Через несколько дней после этого чтения тетушка предложила нам всем после ужина прогулку в Михайловское. Пушкин очень обрадовался этому, и мы поехали. Погода была чудесная, лунная июньская ночь дышала прохладой и ароматом полей. Мы ехали в двух экипажах: тетушка с сыном в одном; сестра, Пушкин и я — в другом. Ни прежде, ни после я не видала его так добродушно веселым и любезным. Он шутил без острот и сарказмов; хвалил луну, не называл ее глупою[509], а говорил: «J’aime la lune quand elle éclaire un beau visage»[510]. Хвалил природу и говорил, что он торжествует, воображая в ту минуту, будто Александр Полторацкий остался на крыльце у Олениных, а он уехал со мною; это был намек на то, как он завидовал при нашей первой встрече Александру Полторацкому, когда тот уехал со мною. Приехавши в Михайловское, мы не вошли в дом, а пошли прямо в старый, запущенный сад,
с длинными аллеями старых дерев, корни которых, сплетясь, вились по дорожкам, что заставляло меня спотыкаться, а моего спутника вздрагивать. Тетушка, приехавши туда вслед за нами, сказала: «Mon cher Pouchkine, faites les honneurs de votre jardin à Madame»[512]. Он быстро подал мне руку и побежал скоро, скоро, как ученик, неожиданно получивший позволение прогуляться. Подробностей разговора нашего не помню; он вспоминал нашу первую встречу у Олениных, выражался о ней увлекательно, восторженно и в конце разговора сказал: «Vous aviez un air si virginal; n’est-ce pas que vous aviez sur vous quelque chose comme une croix?»[513]
На другой день я должна была уехать в Ригу вместе с сестрою Анною Николаевной Вульф. Он пришел утром и на прощание принес мне экземпляр 2-й главы Онегина[514], в неразрезанных листках, между которых я нашла вчетверо сложенный почтовый лист бумаги со стихами:
Когда я сбиралась спрятать в шкатулку поэтический подарок, он долго на меня смотрел, потом судорожно выхватил и не хотел возвращать; насилу выпросила я их опять; что у него промелькнуло тогда в голове, не знаю. Стихи эти я сообщила тогда барону Дельвигу, который их поместил в своих «Северных Цветах», Мих. Ив. Глинка сделал на них прекрасную музыку и оставил их у себя[515].

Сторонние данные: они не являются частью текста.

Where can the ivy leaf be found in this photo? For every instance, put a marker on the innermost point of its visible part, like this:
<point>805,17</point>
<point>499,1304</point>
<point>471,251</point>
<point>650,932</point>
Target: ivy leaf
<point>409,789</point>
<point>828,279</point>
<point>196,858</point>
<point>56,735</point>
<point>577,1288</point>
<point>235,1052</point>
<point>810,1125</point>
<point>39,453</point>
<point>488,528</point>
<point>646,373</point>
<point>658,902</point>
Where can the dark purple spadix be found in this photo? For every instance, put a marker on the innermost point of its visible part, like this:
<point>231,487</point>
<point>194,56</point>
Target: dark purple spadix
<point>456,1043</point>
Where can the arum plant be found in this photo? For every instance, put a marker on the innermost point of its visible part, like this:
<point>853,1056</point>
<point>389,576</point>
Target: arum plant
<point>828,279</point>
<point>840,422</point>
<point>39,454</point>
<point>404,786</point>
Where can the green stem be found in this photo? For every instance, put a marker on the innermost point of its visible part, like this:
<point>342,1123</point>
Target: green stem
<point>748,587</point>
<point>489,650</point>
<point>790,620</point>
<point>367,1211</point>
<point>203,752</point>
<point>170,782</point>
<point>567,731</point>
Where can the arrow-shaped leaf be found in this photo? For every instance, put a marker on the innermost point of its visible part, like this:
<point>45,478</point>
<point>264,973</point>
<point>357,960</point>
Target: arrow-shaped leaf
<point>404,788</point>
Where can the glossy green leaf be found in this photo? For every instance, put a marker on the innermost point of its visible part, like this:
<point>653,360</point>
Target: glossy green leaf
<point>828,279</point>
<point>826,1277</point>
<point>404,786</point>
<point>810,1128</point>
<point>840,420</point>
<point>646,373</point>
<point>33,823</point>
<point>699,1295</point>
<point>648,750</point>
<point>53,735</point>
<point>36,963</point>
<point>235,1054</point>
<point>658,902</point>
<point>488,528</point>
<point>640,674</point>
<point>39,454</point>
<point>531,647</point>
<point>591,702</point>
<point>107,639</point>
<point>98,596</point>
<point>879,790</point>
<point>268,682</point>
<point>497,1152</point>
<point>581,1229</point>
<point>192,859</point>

Во время пребывания моего в Тригорском я пела Пушкину стихи Козлова:
Мы пели этот романс Козлова на голос «Benedetta sia la madre», баркаролы Венецианской. Пушкин с большим удовольствием слушал эту музыку и писал в это время Плетневу: «Скажи слепцу Козлову, что здесь есть одна прелесть, которая поет его Венецианскую ночь. Как жаль, что он ее не увидит! Дай бог ему ее слышать!»[516]

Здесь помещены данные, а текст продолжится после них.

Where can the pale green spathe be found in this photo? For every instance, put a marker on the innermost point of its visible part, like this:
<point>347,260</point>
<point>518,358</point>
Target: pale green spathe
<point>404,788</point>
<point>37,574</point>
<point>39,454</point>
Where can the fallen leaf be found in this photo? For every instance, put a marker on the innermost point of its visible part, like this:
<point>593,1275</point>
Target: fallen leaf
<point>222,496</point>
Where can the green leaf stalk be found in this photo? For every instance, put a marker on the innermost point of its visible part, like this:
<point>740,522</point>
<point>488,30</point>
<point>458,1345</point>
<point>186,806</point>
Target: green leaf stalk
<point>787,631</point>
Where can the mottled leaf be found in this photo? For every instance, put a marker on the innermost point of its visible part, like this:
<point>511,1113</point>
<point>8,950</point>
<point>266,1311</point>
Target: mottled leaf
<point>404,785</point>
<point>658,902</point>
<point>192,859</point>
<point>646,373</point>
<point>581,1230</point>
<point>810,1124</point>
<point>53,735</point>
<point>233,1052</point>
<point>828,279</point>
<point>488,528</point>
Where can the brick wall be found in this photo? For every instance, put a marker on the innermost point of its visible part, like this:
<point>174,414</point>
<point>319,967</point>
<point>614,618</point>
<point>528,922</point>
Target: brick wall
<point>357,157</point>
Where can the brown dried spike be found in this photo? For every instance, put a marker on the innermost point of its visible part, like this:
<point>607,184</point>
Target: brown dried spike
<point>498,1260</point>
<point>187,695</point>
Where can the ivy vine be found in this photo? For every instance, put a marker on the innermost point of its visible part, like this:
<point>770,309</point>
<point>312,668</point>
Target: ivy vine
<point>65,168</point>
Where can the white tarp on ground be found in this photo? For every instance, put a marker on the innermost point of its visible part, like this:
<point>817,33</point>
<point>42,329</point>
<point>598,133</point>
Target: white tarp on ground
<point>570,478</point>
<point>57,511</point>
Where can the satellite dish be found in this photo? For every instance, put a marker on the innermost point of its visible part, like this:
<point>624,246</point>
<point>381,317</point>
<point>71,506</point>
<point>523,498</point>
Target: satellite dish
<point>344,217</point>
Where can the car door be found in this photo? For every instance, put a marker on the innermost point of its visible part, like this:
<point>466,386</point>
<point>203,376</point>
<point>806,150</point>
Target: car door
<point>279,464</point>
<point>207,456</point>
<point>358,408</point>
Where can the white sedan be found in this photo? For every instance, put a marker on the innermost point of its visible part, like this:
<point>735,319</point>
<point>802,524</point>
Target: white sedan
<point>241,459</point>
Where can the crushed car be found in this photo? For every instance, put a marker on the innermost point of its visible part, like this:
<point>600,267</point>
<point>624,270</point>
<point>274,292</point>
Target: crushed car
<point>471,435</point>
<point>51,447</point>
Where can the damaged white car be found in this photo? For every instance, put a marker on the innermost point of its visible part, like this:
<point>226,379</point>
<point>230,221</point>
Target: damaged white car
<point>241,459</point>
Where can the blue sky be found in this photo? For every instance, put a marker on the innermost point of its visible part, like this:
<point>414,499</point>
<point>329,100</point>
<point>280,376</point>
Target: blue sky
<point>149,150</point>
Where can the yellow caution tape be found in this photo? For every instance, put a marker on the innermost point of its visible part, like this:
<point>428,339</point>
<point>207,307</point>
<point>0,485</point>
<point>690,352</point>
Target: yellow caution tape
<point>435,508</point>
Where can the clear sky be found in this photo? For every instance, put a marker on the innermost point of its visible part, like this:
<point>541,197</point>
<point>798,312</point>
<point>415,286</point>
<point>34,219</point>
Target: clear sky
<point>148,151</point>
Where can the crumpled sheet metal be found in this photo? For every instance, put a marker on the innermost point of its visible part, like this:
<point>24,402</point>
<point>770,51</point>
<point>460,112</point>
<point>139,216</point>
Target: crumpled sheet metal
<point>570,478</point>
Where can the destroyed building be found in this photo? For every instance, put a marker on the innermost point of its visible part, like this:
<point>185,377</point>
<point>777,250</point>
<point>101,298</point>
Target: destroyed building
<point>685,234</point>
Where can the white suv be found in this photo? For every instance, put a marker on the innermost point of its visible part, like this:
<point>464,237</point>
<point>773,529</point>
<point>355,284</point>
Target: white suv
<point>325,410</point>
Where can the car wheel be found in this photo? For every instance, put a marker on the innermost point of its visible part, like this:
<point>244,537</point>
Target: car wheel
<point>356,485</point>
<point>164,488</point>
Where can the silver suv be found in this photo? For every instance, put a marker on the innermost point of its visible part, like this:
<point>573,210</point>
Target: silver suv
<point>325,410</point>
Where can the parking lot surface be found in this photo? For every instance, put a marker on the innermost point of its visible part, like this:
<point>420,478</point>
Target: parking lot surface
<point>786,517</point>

Итак, я переехала в Ригу. Тут гостили у меня сестра, приехавшая со мною, и тетушка со всем семейством. Пушкин писал из Михайловского к ним обеим; в одном из своих писем тетушке он очертил мой портрет так: «Хотите знать, что за женщина г-жа Керн? она податлива, все понимает; легко огорчается и утешается также легко; она робка в обращении и смела в поступках; но она чрезвычайно привлекательна»[517].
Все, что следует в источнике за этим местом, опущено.